X

An Open Letter to a Special Needs Mom

We may earn money or products from the companies mentioned or linked to in this post, including Amazon Affiliate links.

Dear Friend,

Close to 4 years ago our friendship started with a desperate message from you for some help, some guidance, some information, something that would tell you all would be OK with your little girl. You know now that I get those messages a lot. But something in yours was different. You reminded me so much of, well, me. I picked up the phone and we began our friendship.

Through the years I have given you lots of advice for helping your little girl. And in return, you have become a source of information for me as I began uncharted waters with certain treatments. Some days I am sure I offered too much information and you thought, clearly, I must be crazy but most things I have been pretty on target with.So I hope you will trust my advice now.

Lot's of people consider the daisy a weed. I think it is a tough, beautiful reminder that grace often survives in the harshest of environments.

I know you are scared and I know how you feel. And I know that there are very few people who can truly say that they understand your world.
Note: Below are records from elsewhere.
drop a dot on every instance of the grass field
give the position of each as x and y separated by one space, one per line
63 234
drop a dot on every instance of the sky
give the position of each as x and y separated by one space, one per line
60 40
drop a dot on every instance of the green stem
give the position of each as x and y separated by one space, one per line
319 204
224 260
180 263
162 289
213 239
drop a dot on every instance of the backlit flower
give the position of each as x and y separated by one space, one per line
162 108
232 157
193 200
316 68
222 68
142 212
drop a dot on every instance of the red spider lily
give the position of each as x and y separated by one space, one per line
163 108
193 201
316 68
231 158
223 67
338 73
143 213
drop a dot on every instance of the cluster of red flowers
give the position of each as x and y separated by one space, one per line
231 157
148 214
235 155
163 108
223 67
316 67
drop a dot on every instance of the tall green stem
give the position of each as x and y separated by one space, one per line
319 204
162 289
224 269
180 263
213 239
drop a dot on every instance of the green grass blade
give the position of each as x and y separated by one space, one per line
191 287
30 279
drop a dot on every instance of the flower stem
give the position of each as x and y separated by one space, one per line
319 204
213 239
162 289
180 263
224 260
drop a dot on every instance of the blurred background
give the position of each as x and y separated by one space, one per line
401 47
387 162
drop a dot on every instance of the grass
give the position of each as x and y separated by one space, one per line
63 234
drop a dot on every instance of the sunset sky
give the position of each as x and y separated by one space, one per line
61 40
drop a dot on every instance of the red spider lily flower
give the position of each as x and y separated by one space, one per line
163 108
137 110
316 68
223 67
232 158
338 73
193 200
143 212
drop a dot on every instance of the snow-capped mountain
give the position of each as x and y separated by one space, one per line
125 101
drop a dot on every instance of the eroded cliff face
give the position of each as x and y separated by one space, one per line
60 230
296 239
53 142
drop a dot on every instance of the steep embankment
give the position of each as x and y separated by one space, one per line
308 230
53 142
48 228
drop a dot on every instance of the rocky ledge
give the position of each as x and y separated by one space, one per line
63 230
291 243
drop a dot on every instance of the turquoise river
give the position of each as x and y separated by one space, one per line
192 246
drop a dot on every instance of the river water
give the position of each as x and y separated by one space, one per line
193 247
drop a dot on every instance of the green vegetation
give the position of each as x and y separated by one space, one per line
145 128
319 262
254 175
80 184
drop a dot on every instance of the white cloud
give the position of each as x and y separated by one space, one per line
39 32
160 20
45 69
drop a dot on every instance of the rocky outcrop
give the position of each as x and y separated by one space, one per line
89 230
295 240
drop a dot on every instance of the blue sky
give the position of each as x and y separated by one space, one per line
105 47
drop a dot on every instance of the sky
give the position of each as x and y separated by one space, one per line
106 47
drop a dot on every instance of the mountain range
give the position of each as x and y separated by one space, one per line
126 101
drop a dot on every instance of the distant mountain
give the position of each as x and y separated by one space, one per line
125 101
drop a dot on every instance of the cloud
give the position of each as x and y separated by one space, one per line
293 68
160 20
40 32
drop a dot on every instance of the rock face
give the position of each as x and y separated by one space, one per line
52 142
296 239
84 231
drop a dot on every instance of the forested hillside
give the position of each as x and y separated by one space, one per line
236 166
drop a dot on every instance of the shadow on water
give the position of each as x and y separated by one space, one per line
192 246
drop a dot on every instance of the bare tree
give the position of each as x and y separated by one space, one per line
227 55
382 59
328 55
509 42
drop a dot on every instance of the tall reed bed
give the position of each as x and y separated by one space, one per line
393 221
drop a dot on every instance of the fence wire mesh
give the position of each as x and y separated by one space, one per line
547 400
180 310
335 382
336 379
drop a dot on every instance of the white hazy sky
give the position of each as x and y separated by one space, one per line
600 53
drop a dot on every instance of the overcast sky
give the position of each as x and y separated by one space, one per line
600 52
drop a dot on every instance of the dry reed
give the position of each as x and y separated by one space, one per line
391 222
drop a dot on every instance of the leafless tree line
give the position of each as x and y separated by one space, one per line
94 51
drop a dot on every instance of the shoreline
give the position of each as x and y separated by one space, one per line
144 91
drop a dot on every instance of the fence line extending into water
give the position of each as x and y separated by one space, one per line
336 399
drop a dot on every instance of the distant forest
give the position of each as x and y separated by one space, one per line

I do. I lived it and continue to. You are SO much like me when I was in your stage.

So now I have some advice for YOU. Not for your daughter. This is just for you. So listen up because I wish someone had told me this years ago.

In the 3 years of your daughters life you have gained a lot. You have, also, lost a lot. You have cried over the miracle of seeing her walk and you have cried over the disaster of her falling out of her wheelchair. You have beamed at her successes on so many things and locked yourself in the bathroom to quietly cry over her failures. You’ve been to church, you’ve gotten drunk, you have tried to get away and you have tried to hold on tight.
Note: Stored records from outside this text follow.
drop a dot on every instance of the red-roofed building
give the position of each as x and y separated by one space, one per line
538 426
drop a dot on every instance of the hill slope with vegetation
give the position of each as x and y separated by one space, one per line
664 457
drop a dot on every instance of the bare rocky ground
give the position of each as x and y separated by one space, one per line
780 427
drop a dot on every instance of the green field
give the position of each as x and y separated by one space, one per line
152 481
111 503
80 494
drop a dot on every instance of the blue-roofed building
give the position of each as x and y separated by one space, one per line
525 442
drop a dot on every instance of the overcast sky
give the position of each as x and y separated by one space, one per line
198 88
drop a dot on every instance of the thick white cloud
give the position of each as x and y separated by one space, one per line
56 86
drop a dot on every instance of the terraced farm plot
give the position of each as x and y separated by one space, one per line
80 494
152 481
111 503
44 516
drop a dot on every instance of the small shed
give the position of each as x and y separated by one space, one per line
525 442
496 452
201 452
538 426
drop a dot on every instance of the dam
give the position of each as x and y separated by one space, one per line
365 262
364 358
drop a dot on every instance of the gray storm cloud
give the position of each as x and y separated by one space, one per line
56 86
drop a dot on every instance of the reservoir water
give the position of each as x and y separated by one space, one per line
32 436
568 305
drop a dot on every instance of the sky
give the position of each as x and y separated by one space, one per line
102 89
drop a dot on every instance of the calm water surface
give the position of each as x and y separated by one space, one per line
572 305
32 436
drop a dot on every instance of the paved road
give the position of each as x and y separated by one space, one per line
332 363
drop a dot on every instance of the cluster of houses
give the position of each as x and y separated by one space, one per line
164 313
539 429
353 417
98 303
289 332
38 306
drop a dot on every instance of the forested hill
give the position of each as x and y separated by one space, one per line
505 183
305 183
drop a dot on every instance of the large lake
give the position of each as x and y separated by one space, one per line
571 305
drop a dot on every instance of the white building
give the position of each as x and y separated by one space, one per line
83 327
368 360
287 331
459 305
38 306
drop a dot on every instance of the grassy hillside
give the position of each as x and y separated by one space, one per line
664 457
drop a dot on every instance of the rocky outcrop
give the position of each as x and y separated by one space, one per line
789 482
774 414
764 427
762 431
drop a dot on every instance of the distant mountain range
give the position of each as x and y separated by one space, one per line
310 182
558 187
You have done an amazing job. You need to hear that. Everyday with this disability are a million tiny heartbreaks and a hundred little miracles and you have rocked them all. You have gone from being a scared 20 something year old mom into a fearless warrior of ‘fuck you’s’ to many deserving foes.
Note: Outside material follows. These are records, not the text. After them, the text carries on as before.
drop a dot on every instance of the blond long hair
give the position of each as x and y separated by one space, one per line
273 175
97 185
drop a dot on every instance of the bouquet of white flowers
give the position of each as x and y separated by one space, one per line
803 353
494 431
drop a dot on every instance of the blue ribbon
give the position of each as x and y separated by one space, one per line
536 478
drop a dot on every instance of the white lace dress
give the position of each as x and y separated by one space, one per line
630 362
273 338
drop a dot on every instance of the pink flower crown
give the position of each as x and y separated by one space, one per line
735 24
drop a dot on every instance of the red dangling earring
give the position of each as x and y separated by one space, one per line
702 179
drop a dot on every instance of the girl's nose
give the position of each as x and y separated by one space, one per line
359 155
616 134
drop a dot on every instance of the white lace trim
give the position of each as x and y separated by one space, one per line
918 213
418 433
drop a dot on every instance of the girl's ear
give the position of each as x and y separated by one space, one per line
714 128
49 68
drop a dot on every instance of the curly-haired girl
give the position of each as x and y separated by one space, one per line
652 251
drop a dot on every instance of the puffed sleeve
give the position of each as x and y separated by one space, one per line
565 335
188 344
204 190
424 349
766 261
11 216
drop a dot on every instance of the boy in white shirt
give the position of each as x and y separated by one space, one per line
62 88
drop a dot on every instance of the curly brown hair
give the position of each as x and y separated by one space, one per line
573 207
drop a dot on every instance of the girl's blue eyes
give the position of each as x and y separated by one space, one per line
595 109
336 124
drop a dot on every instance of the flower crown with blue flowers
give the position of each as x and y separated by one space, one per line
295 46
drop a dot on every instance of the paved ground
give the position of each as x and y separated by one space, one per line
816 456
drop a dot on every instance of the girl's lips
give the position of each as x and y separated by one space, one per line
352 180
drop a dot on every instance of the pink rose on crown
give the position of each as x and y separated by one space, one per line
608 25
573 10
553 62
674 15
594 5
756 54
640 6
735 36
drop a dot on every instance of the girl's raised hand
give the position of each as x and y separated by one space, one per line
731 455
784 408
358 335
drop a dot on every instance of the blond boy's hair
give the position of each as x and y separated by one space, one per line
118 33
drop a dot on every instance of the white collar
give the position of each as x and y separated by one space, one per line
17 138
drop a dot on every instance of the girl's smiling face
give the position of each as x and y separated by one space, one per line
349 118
But while you have gained such strength in being a special needs mom, you have lost YOU. You need to find her again. You need to find a place and a time where you are not known as “someone specials mom”. Because it is so easy to forget who you are when you are constantly labeled as THAT MOM.

Your daughter will grow up. She will get where she needs to be. And yes, she will always need you more than the others will. And that is the point-she will always need you. She needs a mom that is happy and healthy. And it is too easy to neglect yourself now in favor of her needs. In the long run, it doesn’t do either of you good. I know. I am living it.

So I am here to just give you a gentle reminder….take care of you. Because the reality is that you are the glue that keeps all those pieces together. You are the master juggler of all things. You are her warrior. Feed that.